A partir de ahí pasé por distintos hospicios. Larga es la historia.
Una gaviota desciende a dos metros de donde estoy. Camina un poco y se detiene. Mueve su cabeza con un movimiento resuelto y preciso, como los movimientos de una bailarina de ballet. Repite la secuencia hasta llegar casi al borde del risco. Su desplazamiento es toda una danza que finaliza con sus patitas despegando de la tierra. Vuelve con los suyos. Me pregunto si ha de existir diferentes guetos entre las aves. Seguro que si, hay tantas clases de pájaros como de personas. Me pregunto si en el mundo de las aves también habrá jerarquías. Quizá sí, el más fuerte domina. O el más manipulador. Si es que los animales pueden manipular. Seguro que de alguna forma lo hacen. ¿Cómo será la relación entre un gorrión y un halcón? ¿Como se llevaran una calandria y un benteveo?

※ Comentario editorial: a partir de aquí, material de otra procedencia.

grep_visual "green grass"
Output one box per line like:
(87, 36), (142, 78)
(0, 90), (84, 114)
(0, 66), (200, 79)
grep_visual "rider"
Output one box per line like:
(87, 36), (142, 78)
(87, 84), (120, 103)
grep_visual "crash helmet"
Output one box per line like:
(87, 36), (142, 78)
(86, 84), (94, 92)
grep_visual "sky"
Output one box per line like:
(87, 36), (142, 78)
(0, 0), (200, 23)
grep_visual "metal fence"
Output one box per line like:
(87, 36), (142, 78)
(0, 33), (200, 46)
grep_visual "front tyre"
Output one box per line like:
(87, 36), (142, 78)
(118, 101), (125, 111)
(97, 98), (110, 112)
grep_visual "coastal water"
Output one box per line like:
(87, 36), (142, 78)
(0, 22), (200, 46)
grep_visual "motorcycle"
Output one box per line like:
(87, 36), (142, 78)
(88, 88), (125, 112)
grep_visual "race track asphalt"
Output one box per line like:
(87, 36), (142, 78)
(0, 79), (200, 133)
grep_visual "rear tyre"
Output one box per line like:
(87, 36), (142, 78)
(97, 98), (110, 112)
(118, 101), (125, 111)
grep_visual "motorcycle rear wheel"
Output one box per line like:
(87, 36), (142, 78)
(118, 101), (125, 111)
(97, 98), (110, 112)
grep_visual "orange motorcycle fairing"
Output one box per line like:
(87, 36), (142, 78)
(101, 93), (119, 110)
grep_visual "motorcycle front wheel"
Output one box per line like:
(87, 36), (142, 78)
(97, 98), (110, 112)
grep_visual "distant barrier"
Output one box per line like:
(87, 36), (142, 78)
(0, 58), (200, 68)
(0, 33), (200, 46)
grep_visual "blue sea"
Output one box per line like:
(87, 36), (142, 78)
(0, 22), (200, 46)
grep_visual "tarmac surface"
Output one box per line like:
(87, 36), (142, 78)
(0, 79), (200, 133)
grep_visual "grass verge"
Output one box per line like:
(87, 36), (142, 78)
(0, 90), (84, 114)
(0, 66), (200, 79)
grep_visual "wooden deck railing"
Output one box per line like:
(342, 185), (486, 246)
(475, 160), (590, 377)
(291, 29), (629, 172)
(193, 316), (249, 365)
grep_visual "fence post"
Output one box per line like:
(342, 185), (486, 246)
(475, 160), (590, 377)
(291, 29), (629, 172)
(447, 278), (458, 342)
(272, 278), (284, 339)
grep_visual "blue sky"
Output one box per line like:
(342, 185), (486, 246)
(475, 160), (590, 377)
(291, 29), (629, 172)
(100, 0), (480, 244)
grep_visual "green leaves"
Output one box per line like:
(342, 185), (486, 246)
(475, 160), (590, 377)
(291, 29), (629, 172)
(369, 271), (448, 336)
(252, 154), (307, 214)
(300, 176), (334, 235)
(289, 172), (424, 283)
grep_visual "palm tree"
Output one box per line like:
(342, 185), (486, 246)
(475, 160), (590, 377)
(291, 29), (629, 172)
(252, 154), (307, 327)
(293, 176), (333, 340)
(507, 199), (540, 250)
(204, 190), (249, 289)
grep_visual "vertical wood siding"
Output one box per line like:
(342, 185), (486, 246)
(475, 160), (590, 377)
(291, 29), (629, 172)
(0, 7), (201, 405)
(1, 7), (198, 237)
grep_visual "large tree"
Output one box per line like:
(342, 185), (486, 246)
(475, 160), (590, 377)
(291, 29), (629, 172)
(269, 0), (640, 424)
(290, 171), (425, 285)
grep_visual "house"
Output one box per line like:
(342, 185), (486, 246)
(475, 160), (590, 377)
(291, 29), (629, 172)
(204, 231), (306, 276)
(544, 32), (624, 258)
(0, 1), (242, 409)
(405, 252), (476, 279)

Cuando trabajaba cortando el césped en barrios privados conocí a una jardinera portuguesa que lo sabía absolutamente todo sobre las aves. Era una verdadera experta. Incluso conocía sobre la mitología y la evolución de las especies. Sabía todo lo relacionado al mundo de la aves. Lamentablemente no le di mucha importancia a lo que me contó. En aquellos días hacía demasiado calor como para que yo prestara atención a algo. Siempre me pasa. Cuando es así, mi sistema nervioso colapsa y se enciende el piloto automático.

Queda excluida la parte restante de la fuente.